The stream processing engine has gone through three generations of technical iterations from Storm to Spark Streaming to Flink, and the big data processing has also gone through the evolution from Lambda architecture to Kappa architecture. This section takes the data analysis of e-commerce platform as an example to explain how big data processing platform supports enterprise online services. E-commerce platforms will record users’ search, click and purchase behaviors in APP or webpage in the form of logs. Various behaviors of users form a real-time data stream, which is called user behavior log.
Lambda architecture
When the first-generation stream processing engine represented by Storm matured, some Internet companies adopted Lambda architecture as shown in the following figure to process data and provide online services in order to give consideration to real-time and accuracy of data. The Lambda architecture is divided into three main parts: the batch layer, the stream layer, and the online services layer. The data flows from message queues such as Kafka.
Batch layer
At the batch layer, data streams are persisted in a batch data warehouse, accumulated for a period of time, and then computed using a batch engine. This accumulation time can be an hour, a day or a month. The processing results are finally imported into a database which can be queried online by the application system. The batch data warehouse in the batch layer can be HDFS, Amazon S3, or other data warehouses, and the batch engine can be MapReduce or Spark.
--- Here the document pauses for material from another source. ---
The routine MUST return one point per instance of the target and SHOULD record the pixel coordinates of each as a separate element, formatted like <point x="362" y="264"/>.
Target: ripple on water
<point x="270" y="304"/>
If electric business platform of data analysis department want to view the entire network one day what goods to buy most times, use batch processing engine data were calculated for the day, like taobao, jingdong this level of electricity, is a large amount of log data, the user behavior in a very simple calculation on the log are likely to need a few hours. Batch processing engines typically start periodically, process data from the previous day or hours, and output the results to a database. A direct query to an online database can take milliseconds, compared with hours for user behavior logs. Calculation example of buying goods most times here is relatively simple, in the actual business scenarios, generally require more sophisticated statistical analysis and machine learning, such as building user portrait, according to user’s age, and gender based information, analysis of certain types of users are most likely to buy what kind of goods, such calculations take longer.
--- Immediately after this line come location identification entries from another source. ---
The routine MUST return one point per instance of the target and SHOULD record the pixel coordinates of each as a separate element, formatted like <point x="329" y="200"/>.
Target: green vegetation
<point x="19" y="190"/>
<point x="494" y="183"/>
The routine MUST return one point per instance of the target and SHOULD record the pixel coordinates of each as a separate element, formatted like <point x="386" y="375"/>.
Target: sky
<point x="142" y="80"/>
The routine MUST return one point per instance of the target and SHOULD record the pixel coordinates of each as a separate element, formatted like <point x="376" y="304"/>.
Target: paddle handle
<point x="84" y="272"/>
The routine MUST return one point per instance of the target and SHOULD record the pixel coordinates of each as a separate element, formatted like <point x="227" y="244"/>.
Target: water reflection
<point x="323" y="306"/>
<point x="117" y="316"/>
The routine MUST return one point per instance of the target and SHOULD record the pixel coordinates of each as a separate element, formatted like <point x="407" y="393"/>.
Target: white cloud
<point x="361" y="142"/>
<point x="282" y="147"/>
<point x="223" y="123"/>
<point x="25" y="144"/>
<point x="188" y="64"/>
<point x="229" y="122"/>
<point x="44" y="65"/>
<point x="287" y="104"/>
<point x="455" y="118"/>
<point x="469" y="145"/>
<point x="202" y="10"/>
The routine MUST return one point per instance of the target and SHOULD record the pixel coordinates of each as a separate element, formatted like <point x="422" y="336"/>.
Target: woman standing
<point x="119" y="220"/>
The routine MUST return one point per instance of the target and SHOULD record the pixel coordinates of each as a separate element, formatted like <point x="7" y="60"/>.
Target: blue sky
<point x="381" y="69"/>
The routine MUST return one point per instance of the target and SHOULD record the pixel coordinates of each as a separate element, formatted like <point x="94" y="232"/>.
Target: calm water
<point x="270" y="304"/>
Batch layer can guarantee the accuracy of the results of a piece of data, and even if the program fails, it can be restarted directly. In addition, batch engines generally scale well, and can scale horizontally by increasing the number of nodes even if the volume of data increases.
Stream processing layer
Obviously, if the entire system has only one batch layer, the user must wait a long time to get the results, usually with a delay of several hours. The e-commerce data analysis department can only view the statistical analysis results of the previous day, but cannot obtain the current results. There is a huge time gap for real-time decision-making, which may lead to managers missing the best decision-making time. Therefore, in addition to the batch layer, the Lambda architecture adds a stream processing layer, where user behavior logs are simultaneously streamed into the stream processing layer, and the stream processing engine generates the pre-processing results and imports them into a database. Analysts can view the data results of the previous hour or a few minutes, which greatly increases the real-time performance of the whole system. However, the data flow will have events out of order and other problems. Using the early flow processing engine, only an approximate accurate calculation result can be obtained, which is equivalent to sacrificing certain accuracy for real-time performance.
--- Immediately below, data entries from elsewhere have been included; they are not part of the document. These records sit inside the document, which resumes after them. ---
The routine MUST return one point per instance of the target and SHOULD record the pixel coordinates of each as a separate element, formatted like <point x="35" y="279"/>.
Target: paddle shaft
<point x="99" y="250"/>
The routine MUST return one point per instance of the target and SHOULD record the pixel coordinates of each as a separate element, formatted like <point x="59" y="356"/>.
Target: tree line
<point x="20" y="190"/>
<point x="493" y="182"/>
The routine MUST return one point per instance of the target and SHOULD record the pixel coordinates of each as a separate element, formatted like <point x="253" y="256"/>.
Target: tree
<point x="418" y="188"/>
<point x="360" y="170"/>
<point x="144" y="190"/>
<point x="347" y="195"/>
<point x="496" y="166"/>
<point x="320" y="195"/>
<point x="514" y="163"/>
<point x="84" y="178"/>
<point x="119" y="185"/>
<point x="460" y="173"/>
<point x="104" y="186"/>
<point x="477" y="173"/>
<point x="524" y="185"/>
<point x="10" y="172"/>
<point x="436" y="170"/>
As mentioned in previous articles, the early streaming engines had some disadvantages. In terms of accuracy, scalability, and fault tolerance, the streaming layer could not directly replace the batch layer and could only provide users with approximate results, but not consistent and accurate results. Hence the coexistence of batch and stream processing in the Lambda architecture.
Online Service Layer
The online service layer is directly oriented to the user’s specific request, and it needs to fuse the accurate but delayed preprocessing results from the batch layer with the real-time but not accurate preprocessing results from the stream layer. During the fusion process, data from the batch layer needs to be constantly overwritten with older data generated by the stream processing layer. Many data analysis tools, such as Apache Druid, put a lot of effort into data fusion. It is also possible to store the preprocessing results from the batch and stream layers in a very low-latency database, artificially controlling the blending of the preprocessing results in the application. The database that stores the pre-processing results can be the relational database MySQL, the key-value database Redis, or HBase.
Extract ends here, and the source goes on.